It’s hard to feel sorry for Tiger Woods.

At age 26, he has already redefined the way golf is played. In six years on the PGA Tour, he has won eight major tournaments. He is currently $2 million ahead of all other golfers on the tour and makes millions more in endorsements. He is a household name and has done wonders for the popularity of the PGA Tour.

So why is Woods asking for sympathy?

The New York Times published an editorial Monday calling for Woods to sit out the Masters in April. This is just the latest twist in the controversy surrounding Augusta National Golf Club’s policy that excludes women from its membership. The New York Times correctly pointed out that Woods’ absence would send a strong message to Augusta’s crotchety chairman, William “Hootie” Johnson, that discrimination against women is unacceptable.

I would bet, however, that the chances of Woods boycotting the Masters are slim to none. He has made his opinion on this issue very clear: he has none. He has ambiguously said that while he would like to see female members at Augusta, there’s really nothing he can do about it. He just wants to play golf. He does not want organizations to force their causes on him and he does not want to be backed into a corner. He has his “Tiger Woods Foundation” to encourage underprivileged kids to play golf, and that’s enough.

Well Tiger, that’s not enough.

I understand that Woods’ life is under a microscope and that the pressure to be as globally popular as Michael Jordan is omnipresent. But if Woods truly wants to be one of the most influential athletes in history, he always needs to act in the best interests of his sport. And although he claims he is in a no-win situation, he is not.

Allowing women to join Augusta National will only help golf. Woods, therefore, should do everything he can to support changing Augusta’s policy.

With Woods’ arrival on the golfing scene, the sport finally began to relinquish its elitist reputation. Certainly Woods’ own ethnicity has played a role in this, but he has also increased golf’s popularity through his natural talent and endless stream of memorable tournaments.
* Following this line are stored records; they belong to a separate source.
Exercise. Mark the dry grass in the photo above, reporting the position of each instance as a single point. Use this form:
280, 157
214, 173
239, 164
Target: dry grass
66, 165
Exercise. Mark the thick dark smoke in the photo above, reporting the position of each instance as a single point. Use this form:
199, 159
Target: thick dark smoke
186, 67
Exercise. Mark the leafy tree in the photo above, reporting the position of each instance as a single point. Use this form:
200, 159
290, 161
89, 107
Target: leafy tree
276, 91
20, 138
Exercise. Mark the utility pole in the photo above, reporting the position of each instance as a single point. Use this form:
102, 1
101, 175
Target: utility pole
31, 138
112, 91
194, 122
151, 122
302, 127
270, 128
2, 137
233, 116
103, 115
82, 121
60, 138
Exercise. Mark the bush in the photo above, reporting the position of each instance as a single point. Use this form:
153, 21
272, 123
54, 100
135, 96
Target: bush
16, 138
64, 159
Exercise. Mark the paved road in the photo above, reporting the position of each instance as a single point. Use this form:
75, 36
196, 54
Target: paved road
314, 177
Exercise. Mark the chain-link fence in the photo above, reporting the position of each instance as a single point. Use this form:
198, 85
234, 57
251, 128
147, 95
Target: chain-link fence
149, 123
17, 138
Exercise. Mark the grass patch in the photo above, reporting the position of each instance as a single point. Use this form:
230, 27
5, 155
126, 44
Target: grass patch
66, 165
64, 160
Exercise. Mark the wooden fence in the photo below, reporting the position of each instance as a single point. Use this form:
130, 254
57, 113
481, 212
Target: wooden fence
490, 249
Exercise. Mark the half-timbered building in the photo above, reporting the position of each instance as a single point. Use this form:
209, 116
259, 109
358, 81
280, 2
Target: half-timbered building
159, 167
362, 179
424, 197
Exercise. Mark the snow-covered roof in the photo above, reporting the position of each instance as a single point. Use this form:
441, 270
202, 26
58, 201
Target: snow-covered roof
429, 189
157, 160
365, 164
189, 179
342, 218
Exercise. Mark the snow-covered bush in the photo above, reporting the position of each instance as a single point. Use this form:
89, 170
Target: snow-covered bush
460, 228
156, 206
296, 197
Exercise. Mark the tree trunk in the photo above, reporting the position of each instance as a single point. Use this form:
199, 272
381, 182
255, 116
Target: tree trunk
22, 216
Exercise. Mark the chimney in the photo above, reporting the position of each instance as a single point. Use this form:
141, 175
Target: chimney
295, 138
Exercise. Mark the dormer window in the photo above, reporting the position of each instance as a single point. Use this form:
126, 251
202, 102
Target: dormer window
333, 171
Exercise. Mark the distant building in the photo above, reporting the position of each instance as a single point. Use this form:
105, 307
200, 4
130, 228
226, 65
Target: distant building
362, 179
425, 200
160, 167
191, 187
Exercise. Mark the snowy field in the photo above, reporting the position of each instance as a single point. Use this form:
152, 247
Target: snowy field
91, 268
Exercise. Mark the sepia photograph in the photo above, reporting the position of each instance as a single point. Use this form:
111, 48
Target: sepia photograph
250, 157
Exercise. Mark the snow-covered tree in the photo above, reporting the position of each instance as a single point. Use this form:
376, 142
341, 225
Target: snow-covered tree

Woods, however, needs to embrace the fact that he is a pioneer. People see him as an athlete who has broken barriers. He should find it outrageous that Augusta National admitted its first black member just six years before he made his professional debut. As such, he should also find it unbearable that Augusta continues to discriminate.

And make no mistake about it — what Johnson and the other Augusta members are doing is discrimination. Although Johnson sees no connection between racial and gender discrimination, they are analogous. That Augusta still prohibits female members demonstrates its anachronistic ways in the same way that it took nearly 60 years for the club to admit African-American members.
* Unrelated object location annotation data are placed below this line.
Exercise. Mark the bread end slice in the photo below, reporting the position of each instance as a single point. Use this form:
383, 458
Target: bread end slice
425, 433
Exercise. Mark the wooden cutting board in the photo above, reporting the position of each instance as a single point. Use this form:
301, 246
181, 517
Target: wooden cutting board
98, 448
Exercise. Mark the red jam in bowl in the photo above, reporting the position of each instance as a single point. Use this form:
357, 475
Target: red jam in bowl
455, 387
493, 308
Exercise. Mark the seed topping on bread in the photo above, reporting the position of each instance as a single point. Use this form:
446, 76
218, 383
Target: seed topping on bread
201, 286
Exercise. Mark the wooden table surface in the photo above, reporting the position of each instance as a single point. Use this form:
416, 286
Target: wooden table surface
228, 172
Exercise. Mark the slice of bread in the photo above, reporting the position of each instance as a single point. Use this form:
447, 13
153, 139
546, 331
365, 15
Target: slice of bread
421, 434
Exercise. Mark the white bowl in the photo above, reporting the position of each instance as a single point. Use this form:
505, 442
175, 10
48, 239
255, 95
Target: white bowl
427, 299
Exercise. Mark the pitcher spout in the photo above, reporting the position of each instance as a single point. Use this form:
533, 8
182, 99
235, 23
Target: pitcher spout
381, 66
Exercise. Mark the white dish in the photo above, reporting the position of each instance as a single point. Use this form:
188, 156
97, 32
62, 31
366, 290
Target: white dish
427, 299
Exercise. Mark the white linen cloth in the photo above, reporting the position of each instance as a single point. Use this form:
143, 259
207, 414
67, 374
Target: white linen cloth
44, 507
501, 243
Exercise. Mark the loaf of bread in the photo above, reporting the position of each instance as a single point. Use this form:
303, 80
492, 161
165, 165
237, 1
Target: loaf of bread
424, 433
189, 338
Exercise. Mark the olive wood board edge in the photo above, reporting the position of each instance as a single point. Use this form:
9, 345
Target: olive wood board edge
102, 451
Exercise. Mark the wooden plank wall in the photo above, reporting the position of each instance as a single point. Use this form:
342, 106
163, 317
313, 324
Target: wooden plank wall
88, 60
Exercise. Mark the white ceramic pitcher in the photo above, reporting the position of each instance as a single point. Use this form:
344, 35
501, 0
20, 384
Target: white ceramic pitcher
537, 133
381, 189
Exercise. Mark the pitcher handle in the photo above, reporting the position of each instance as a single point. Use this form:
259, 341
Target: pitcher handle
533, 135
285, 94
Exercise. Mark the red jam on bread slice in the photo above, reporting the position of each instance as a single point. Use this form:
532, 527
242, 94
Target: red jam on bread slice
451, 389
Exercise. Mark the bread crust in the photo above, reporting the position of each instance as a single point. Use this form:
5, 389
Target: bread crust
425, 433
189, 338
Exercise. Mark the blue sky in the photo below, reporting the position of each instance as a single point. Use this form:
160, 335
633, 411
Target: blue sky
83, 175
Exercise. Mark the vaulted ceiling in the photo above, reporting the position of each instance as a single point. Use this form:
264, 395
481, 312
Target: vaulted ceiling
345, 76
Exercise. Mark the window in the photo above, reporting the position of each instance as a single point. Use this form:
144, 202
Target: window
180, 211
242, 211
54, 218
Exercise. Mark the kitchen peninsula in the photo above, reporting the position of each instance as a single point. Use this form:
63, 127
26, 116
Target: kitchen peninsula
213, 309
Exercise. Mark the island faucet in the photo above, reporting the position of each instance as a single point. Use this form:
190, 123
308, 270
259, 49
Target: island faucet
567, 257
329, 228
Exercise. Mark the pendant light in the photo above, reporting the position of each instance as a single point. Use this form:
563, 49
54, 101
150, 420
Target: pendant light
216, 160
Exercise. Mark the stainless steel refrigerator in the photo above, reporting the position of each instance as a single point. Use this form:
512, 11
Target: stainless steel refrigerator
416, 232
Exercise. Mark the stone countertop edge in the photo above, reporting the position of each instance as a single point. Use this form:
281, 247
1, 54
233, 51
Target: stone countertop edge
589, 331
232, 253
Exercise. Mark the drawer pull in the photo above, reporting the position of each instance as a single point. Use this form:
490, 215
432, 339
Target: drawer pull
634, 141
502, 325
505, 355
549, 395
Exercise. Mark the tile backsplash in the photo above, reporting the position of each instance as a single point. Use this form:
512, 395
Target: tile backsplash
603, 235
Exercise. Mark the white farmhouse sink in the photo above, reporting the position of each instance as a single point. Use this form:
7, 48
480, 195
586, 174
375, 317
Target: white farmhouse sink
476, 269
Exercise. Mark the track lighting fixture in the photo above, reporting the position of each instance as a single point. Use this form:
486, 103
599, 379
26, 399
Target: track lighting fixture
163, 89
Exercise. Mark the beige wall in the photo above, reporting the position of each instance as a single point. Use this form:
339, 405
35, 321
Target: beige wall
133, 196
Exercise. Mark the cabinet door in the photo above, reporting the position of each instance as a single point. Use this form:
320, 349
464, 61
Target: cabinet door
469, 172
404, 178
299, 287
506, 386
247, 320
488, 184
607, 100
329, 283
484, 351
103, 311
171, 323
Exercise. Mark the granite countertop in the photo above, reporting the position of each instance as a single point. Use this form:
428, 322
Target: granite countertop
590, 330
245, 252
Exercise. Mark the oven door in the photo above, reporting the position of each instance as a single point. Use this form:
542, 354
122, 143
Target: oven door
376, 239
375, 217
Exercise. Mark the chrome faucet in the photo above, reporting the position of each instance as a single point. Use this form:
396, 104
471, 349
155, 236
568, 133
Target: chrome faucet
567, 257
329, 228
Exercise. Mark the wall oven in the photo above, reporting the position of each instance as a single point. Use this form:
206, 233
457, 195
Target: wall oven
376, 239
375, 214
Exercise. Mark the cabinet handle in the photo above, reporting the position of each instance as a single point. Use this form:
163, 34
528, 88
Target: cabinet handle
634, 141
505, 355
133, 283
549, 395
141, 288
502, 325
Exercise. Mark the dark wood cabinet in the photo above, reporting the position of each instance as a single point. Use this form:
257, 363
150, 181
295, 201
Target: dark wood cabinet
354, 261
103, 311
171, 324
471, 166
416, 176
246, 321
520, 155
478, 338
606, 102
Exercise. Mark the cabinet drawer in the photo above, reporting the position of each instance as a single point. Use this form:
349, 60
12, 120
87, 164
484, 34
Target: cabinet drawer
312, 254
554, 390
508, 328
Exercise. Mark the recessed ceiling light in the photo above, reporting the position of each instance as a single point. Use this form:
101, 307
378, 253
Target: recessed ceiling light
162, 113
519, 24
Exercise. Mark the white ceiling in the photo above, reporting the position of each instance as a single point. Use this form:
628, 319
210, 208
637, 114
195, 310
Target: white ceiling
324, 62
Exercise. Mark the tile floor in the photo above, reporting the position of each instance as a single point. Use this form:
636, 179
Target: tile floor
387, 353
Johnson claims that the club is like a sorority or fraternity and has the right to pick and choose its members. A golf course, however, is not a fraternity. Excluding women from a fraternity is okay because the purpose of the fraternity is to let men bond socially. While a country club has an undeniable social element, people go to a golf course to play golf, and golf is a sport, not an exclusive social club.
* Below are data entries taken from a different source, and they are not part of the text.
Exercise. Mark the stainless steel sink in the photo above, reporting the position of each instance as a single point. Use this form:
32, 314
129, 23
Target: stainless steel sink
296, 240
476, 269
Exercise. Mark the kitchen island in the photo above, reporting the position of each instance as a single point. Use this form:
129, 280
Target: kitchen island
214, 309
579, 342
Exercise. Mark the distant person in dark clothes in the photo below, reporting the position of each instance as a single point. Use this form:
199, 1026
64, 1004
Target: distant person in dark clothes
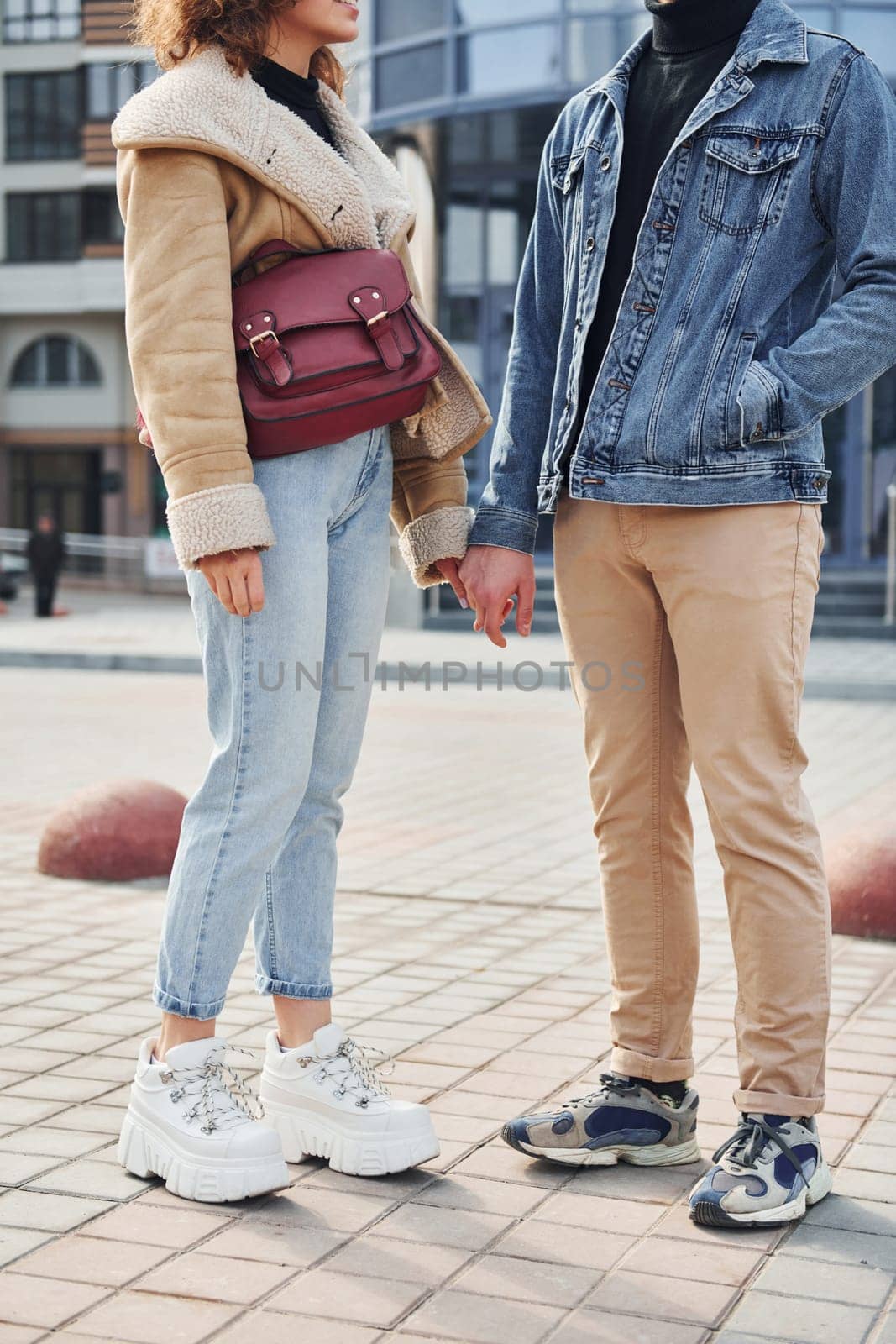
46, 557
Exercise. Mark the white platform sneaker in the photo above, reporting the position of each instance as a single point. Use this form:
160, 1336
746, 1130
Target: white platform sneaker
325, 1100
188, 1121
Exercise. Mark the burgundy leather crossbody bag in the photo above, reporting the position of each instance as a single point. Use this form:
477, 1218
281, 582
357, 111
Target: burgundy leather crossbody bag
328, 346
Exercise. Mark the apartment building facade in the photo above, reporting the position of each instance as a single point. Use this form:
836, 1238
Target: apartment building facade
461, 92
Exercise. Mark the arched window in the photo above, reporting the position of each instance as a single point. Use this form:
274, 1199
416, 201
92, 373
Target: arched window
55, 362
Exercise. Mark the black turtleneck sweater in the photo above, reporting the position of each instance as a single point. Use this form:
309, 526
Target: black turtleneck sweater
298, 93
692, 40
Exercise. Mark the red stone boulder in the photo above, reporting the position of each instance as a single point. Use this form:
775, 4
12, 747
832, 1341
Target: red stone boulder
862, 874
114, 832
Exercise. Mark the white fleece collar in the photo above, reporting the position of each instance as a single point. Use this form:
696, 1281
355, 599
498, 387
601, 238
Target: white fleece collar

Sure, women are allowed to play at Augusta National without restrictions, but only if you are a guest of a member, which automatically makes you subject to your hosts. Female golfers, like all golfers, should be subject to nothing but the course they are tackling.

Woods is in a unique situation to defuse this controversy. A strong statement by him would send shock waves through the golfing community that Johnson and his cohorts would not be able to ignore. Unfortunately, he has only expressed his wish for Johnson and Martha Burk, head of the National Council of Women’s Organizations, to sit down and make a compromise. There is, however, no compromise on this issue. Either Augusta admits women, or it doesn’t, there can be no halfway.

If Woods continues to take this equivocal stance, he should expect people to keep badgering him to choose a side. Come April, he should also expect this controversy to overshadow his drive for a fourth green jacket. And taking the emphasis off his golf game is exactly what Woods is trying to avoid.